Tuesday, June 10, 2025 10am
About this Event
575 McLaughlin Drive Santa Cruz, CA, 95064
A critical impediment to neuroscience research is finding accessible and ethical human brain tissue to comprehensively assay. Trusted model systems exist, but non-human models fail to fully recapitulate the human brain in terms of structural, functional, or cellular makeup. Brain organoids, three-dimensional brain-like tissue cultures created from pluripotent stem cells, are poised to address this issue.
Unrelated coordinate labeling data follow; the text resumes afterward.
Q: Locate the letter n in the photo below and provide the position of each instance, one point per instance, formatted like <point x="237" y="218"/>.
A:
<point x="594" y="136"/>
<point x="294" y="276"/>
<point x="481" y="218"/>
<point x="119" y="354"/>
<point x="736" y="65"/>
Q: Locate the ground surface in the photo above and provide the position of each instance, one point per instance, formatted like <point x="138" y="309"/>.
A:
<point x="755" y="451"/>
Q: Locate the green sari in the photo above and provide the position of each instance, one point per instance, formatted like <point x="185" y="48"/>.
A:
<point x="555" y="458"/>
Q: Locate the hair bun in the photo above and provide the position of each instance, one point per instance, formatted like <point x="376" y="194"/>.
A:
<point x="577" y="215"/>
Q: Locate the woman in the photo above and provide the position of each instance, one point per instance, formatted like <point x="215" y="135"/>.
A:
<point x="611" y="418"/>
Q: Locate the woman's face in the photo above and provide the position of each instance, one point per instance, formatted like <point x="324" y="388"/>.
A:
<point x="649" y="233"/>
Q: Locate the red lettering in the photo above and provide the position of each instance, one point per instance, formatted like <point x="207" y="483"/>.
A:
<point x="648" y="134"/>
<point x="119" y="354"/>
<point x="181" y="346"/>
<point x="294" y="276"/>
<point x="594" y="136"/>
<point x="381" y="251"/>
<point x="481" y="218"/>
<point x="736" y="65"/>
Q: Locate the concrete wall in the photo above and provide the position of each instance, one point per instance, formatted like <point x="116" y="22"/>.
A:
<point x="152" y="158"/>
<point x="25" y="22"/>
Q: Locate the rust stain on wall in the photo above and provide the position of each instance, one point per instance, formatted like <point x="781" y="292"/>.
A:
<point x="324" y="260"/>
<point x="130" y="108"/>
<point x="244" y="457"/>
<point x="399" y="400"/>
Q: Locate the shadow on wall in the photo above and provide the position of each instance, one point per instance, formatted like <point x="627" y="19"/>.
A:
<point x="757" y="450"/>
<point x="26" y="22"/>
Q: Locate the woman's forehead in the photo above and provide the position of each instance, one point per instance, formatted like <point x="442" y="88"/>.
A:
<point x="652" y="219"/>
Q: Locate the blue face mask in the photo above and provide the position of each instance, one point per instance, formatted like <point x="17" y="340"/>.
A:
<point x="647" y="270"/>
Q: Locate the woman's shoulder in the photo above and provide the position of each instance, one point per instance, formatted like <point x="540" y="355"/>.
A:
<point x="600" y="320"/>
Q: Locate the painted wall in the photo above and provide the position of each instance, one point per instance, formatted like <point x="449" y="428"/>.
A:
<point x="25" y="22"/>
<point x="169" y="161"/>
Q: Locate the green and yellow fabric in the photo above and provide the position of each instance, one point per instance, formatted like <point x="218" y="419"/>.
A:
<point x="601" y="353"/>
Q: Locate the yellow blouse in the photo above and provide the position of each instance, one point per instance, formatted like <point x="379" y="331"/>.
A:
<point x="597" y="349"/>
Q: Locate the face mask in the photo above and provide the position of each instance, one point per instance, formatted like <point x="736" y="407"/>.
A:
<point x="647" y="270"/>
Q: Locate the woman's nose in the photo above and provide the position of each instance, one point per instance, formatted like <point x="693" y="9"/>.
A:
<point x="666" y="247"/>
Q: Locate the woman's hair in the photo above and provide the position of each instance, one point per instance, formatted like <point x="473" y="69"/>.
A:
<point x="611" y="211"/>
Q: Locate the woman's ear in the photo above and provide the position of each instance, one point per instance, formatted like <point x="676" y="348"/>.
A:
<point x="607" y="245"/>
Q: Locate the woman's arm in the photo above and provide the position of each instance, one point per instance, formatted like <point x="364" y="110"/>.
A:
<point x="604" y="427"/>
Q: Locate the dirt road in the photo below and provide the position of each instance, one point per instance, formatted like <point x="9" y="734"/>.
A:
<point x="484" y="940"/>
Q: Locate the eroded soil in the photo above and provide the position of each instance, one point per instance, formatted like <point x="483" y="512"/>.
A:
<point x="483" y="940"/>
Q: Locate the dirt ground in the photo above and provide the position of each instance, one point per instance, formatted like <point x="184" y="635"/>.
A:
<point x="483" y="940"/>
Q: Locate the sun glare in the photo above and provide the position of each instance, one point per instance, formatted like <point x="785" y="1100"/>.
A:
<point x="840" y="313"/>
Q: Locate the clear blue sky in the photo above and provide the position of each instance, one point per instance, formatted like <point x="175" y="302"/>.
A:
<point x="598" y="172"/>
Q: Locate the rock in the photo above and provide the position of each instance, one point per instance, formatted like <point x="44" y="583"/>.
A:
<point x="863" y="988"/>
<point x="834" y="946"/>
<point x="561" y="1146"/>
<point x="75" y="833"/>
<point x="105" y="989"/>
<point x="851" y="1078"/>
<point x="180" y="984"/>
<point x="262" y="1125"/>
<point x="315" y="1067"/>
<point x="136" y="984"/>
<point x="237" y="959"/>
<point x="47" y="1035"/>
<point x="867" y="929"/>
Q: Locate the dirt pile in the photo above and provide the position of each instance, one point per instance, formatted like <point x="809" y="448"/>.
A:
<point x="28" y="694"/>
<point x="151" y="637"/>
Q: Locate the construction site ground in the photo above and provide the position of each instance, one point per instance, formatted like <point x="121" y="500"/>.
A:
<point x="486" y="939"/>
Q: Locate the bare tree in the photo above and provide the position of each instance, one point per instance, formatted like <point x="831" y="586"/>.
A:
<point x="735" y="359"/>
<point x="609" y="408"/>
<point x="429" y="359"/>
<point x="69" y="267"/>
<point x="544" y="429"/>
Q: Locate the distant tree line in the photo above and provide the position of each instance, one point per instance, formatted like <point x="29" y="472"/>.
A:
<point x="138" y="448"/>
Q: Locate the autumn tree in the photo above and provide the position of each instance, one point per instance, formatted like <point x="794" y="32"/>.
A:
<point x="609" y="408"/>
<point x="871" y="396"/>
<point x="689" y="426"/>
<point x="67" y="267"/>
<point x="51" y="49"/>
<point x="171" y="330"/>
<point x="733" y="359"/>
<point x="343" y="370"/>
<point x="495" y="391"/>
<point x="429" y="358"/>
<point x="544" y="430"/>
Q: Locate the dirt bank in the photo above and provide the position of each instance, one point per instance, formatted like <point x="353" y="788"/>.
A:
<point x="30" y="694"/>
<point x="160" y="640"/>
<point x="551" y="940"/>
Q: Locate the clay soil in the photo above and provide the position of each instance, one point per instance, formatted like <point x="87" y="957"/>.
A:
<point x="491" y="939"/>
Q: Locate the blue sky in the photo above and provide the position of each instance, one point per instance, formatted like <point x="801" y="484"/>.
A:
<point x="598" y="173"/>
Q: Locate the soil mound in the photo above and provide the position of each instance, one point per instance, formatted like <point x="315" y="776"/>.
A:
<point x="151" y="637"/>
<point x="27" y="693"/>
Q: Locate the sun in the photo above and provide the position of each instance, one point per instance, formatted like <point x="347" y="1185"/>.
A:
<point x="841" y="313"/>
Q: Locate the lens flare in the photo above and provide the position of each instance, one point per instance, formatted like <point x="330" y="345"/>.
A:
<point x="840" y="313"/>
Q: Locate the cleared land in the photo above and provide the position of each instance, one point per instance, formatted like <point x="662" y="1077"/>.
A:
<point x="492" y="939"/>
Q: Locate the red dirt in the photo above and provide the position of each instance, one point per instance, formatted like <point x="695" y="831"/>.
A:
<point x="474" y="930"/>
By leveraging the intrinsic nature of stem cells to self-organize, an in vitro culture can be fabricated that mimics the functions and structures of an in vivo brain; notably, brain organoids can form neural rosettes, which resemble the early developing neural tube and will later develop major neuronal and glial cell types typically seen in the dorsal forebrain at mid-gestation. With prolonged culture, organoids have been shown to mimic more complex brain functions; organoids modeling human dorsal forebrain have been shown to exhibit slow wave neural oscillations and possess functional and structural neural circuit complexity which suggests the capability of producing different states of information processing. As stem cells and organoid model capabilities improve over time, the impending integration of organoid usage in more translational settings underscores the pressing need for further validation and improvement of the brain organoid model.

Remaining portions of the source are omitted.